The palette knife is more than just a tool for mixing paint. (duh!) It can be used to apply your paint as well. (duh again!) Some painters use a knife exclusively, and some painters (like myself) prefer to use a knife in conjunction with other brush work.
But if you do use a knife and brush together, how do you integrate the different kind of mark each tool leaves behind? Both have a different look and feel, and often, if nothing else is done, the two marks don't seem integrate. They fight each other.
Here's a little-known secret many folks don't know: Painters of old often laid down thick gooey passages of paint with a knife on top of a more thinly brushed area, and then came back to work the thick goo with a stiff clean brush! They integrated the flat edginess of their knife work into the brush work below. A few judicious strokes with brush around the knife-work, and voila! Juicy impasto which looks like it belongs with the rest of the painting!

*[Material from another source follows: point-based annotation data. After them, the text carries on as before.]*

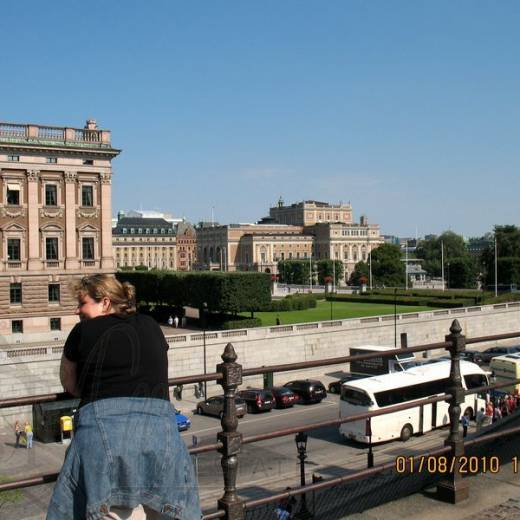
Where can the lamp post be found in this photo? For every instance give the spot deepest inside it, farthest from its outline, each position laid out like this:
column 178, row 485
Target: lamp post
column 301, row 446
column 395, row 317
column 204, row 310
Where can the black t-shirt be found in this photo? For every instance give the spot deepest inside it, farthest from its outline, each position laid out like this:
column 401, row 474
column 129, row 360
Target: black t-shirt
column 119, row 356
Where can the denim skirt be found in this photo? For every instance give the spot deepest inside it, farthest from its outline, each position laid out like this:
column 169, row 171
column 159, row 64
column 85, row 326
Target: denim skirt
column 126, row 451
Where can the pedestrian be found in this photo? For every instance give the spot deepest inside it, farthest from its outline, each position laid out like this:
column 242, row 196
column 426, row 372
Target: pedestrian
column 481, row 418
column 465, row 425
column 125, row 458
column 18, row 433
column 28, row 434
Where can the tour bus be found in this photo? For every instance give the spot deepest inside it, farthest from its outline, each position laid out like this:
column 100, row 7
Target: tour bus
column 506, row 368
column 375, row 393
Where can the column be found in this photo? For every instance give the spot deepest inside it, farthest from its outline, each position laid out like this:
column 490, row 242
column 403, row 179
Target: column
column 33, row 225
column 71, row 240
column 107, row 257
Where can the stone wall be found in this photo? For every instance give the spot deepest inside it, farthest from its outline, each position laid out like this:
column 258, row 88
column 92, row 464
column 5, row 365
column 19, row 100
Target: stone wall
column 33, row 369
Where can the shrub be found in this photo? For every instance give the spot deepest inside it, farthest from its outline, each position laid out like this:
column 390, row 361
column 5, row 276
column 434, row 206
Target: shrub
column 241, row 324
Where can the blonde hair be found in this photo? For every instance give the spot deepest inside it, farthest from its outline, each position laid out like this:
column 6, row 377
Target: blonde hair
column 99, row 286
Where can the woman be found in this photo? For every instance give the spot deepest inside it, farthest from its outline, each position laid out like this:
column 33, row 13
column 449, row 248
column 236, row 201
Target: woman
column 126, row 449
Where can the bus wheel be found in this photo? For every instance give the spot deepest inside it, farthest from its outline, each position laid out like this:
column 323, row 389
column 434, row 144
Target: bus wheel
column 406, row 432
column 469, row 412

As if it was casually thrown down by a skillful painter!
You can also use the brush to shape (or correct) your knife work after the fact. But keep in mind, you only get a couple of attempts to correct a passage before the area must be scraped down and built up again. There is still some skill involved.
And for the Palette-Knife Purist out there, please don't take this post the wrong way. I salute you! I appreciate a good palette knife painting as much as anyone else does. But to integrate one’s knife work into the rest of our stroke-making expands the artistic toolbox. It also increases our poetic vocabulary and vision.